En sus palabras buscó diferenciarse de las reiteradas “homilías” de Lorenzetti, donde repartía frases reconfortantes para cada audiencia, hablaba de todo tipo de temas (desde la impunidad hasta las necesidades de “la gente”) y dejaba entrever ambiciones. La sensación, por momentos, era que estaba levantando en peso a todo el mundo. Uno de los grandes datos de la jornada fue la ausencia de la mayor parte de la troupe de Comodoro Py, que mantiene lealtad a Lorenzetti y se mueve con una lógica más parecida a la que cultivó Sergio Moro en Brasil, hoy Ministro de Justicia de Jair Bolsonaro. Faltaron, por caso, Claudio Bonadio (que estaba difundiendo en simultáneo un nuevo procesamiento contra Cristina Fernández de Kirchner), Rodolfo Canicoba Corral, Ariel Lijo, María Servini de Cubría, Marcelo Martínez de Giorgi y Sebastián Ramos, Luis Rodríguez y su guía judicial/espiritual el camarista Martín Irurzun. De la Cámara de Casación hubo dos ausencias, pero con sentido distinto: la de Ana María Figueroa y Alejandro Slokar, en repudio a la presencia del ministro Germán Garavano , impulsor de jury a Ramos Padilla. El resto de los casadores fue. También estaban los camaristas Leopoldo Bruglia y Pablo Bertuzzi y los jueces Daniel Rafecas, Sebastián Casanello y Sergio Torres. Había jueces de provincias. Ramos Padilla no estuvo invitado.

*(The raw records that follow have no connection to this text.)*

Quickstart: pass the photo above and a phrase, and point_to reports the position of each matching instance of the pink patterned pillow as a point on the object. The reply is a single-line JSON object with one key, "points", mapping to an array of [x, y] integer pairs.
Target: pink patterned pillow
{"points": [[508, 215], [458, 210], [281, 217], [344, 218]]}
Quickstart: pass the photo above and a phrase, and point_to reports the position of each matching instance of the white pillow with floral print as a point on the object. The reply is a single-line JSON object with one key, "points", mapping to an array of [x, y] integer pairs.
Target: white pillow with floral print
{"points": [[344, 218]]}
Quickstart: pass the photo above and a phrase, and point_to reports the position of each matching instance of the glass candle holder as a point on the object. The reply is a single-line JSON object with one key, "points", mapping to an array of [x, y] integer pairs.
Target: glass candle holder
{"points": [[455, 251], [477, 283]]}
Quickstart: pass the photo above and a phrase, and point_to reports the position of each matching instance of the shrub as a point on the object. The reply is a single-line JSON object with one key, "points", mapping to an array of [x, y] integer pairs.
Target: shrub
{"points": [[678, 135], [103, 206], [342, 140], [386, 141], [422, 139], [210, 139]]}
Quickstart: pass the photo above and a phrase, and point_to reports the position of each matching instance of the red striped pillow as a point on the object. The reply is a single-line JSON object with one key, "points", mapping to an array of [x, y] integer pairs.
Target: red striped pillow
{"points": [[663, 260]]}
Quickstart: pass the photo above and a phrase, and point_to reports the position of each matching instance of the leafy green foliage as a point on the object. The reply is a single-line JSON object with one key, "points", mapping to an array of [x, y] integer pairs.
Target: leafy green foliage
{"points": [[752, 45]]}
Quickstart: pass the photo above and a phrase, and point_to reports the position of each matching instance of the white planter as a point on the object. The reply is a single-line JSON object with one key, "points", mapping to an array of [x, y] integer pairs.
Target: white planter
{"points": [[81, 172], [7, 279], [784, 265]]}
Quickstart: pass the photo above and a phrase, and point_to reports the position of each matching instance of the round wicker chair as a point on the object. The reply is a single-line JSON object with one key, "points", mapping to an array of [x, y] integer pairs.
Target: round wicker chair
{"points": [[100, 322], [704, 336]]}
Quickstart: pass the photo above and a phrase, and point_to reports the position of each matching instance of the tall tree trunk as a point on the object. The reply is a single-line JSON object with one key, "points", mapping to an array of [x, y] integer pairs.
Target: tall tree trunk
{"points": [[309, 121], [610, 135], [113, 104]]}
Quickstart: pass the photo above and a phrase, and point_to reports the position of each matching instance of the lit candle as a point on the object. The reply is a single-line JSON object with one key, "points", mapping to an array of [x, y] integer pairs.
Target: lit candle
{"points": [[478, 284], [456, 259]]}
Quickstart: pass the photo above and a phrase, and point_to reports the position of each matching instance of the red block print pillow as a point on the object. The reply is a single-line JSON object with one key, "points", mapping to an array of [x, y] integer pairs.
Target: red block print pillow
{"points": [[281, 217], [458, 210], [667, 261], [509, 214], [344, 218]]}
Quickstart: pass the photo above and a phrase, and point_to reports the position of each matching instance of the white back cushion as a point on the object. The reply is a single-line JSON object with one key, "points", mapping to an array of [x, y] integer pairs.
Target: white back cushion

“Menos mal que no fui, para que me caguen a pedos así me quedo en mi despacho”, dijo uno de los ausentes. “Parece un turista sueco”, comentaron en otra oficina. “Es simplista”, fue un comentario adicional. Y otro juez señaló un problema real, cultural, político y de fondo, que explica por qué son pocos los que podrían escuchar el discurso en serio (casi que no lo soportan): “Estaba pidiendo transitar un camino de espinas a personas que están acostumbradas a andar en Audi”.